18 marca 2012

Masło do ciała Farmona Tutti Frutti Kiwi&Karambola

Masło do ciała firmy Farmona Tutti Frutti kiwi i karambola (Karambola nazywana jest gwiaździstym owocem - starfruit, bo jej plasterki wyglądają jak złociste gwiazdki. Są dodatkiem do wykwintnych dań i deserów). A my mamy ją w masełku :D
 

 To masełko budzi we mnie mieszane uczucia. Są cztery kwestie które wymagają wspomnienia. Dwie na plus i dwie na minus.

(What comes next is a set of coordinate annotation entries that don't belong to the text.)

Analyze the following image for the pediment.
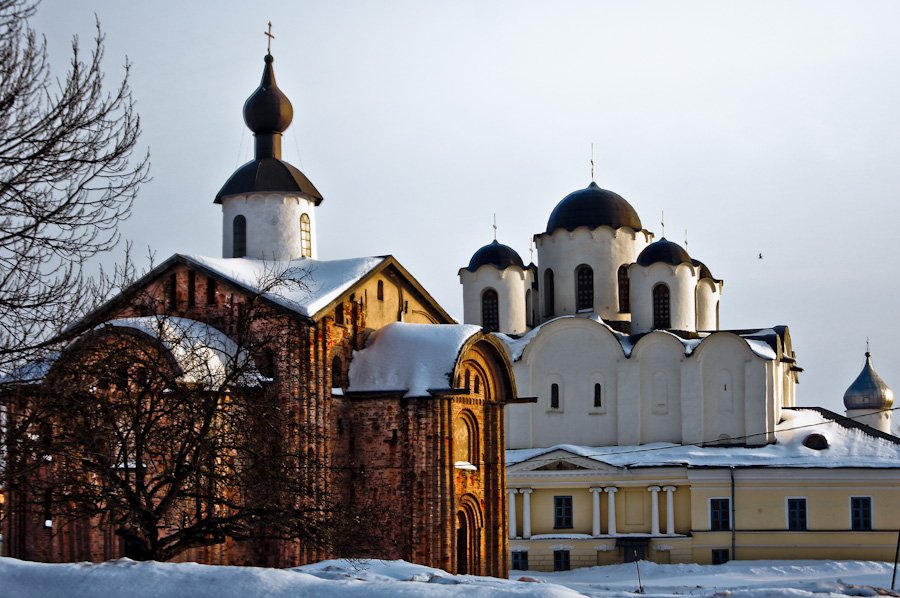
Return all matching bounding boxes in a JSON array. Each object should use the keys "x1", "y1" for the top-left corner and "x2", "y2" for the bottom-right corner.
[{"x1": 506, "y1": 449, "x2": 619, "y2": 473}]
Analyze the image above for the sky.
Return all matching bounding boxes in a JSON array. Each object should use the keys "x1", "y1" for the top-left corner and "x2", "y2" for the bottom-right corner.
[{"x1": 31, "y1": 0, "x2": 900, "y2": 412}]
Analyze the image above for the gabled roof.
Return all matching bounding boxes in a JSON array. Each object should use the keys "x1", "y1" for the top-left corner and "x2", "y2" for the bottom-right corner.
[
  {"x1": 67, "y1": 253, "x2": 454, "y2": 337},
  {"x1": 347, "y1": 322, "x2": 481, "y2": 397}
]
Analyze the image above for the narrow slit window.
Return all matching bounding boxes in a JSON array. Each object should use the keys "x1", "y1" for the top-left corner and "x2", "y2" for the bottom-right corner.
[
  {"x1": 300, "y1": 214, "x2": 312, "y2": 257},
  {"x1": 231, "y1": 216, "x2": 247, "y2": 257}
]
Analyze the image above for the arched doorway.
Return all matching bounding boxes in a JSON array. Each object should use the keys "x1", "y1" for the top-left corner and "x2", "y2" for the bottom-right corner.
[{"x1": 456, "y1": 494, "x2": 484, "y2": 575}]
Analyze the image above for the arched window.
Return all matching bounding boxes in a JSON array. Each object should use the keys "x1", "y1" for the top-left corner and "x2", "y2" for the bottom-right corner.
[
  {"x1": 331, "y1": 356, "x2": 344, "y2": 388},
  {"x1": 653, "y1": 283, "x2": 672, "y2": 328},
  {"x1": 618, "y1": 266, "x2": 631, "y2": 313},
  {"x1": 300, "y1": 214, "x2": 312, "y2": 257},
  {"x1": 544, "y1": 269, "x2": 556, "y2": 317},
  {"x1": 575, "y1": 266, "x2": 594, "y2": 311},
  {"x1": 231, "y1": 216, "x2": 247, "y2": 257},
  {"x1": 481, "y1": 289, "x2": 500, "y2": 330}
]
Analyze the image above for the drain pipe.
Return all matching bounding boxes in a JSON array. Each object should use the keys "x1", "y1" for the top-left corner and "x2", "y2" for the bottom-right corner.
[{"x1": 729, "y1": 465, "x2": 737, "y2": 561}]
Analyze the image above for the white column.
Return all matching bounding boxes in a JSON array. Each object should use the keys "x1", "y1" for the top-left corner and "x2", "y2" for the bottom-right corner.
[
  {"x1": 506, "y1": 488, "x2": 517, "y2": 540},
  {"x1": 663, "y1": 486, "x2": 675, "y2": 536},
  {"x1": 647, "y1": 486, "x2": 661, "y2": 536},
  {"x1": 519, "y1": 488, "x2": 534, "y2": 539},
  {"x1": 603, "y1": 486, "x2": 619, "y2": 536},
  {"x1": 588, "y1": 488, "x2": 603, "y2": 538}
]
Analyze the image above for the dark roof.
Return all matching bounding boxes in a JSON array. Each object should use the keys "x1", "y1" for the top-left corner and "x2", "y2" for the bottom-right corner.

Ale w efekcie końcowym tego - czyli zielonego więcej na pewno już nie kupię.




Może na początek negatywy, aby potem załagodzić plusami.
I   Zapach. 
To kwestia raczej indywidualna. Wiem. Ale ten zapach jest niezwykle intensywny. Pierwsze użycie jest fantastycznym doznaniem, natomiast każde kolejne staje się coraz mniej przyjemne, aż w końcu ma się tego aromatu serdecznie dosyć. Może gdyby aromat nie był aż tak narzucający się... Nieco bardziej stonowany. 
II   ?? 
Pytajniki, gdyż nie wiem jak to nazwać. Barwienie? Farbowanie? Chodzi o to, że po każdym jego zastosowaniu nasze ręce są zielone a w najlepszym wypadku mają niezdrowy, ziemisty koloryt jeśli po aplikacji balsamu szybko ich nie umyjemy. Na ciele tak bardzo tego nie widać, choć jeśli w dane miejsce nałożymy np podwójną ilość masła przebija nam zielonkawy koloryt. Niczym ufoludek. Dziwna sprawa. I jednocześnie bardzo nieprzyjemna. Z tego powodu więcej go nie kupię. Jeśli już to na pewno inny zapach (przynajmniej będę miała inny kolor :D, może coś brązowego? )

A teraz plusy aby zatrzeć złe wrażenie: 
I   Nawilża 
Skóra dzięki niemu jest gładka i nawilżona. Miła w dotyku. 

II  Wchłanianie
Uznaję to za ogromny plus. I niezwykle istotny. Po nałożeniu masełka na ciało trzeba odczekać dosłownie moment i można zakładać piżamkę (tak piżamkę, gdyż z powodu koloru niczym u ufoludka nie mogę stosować go rano).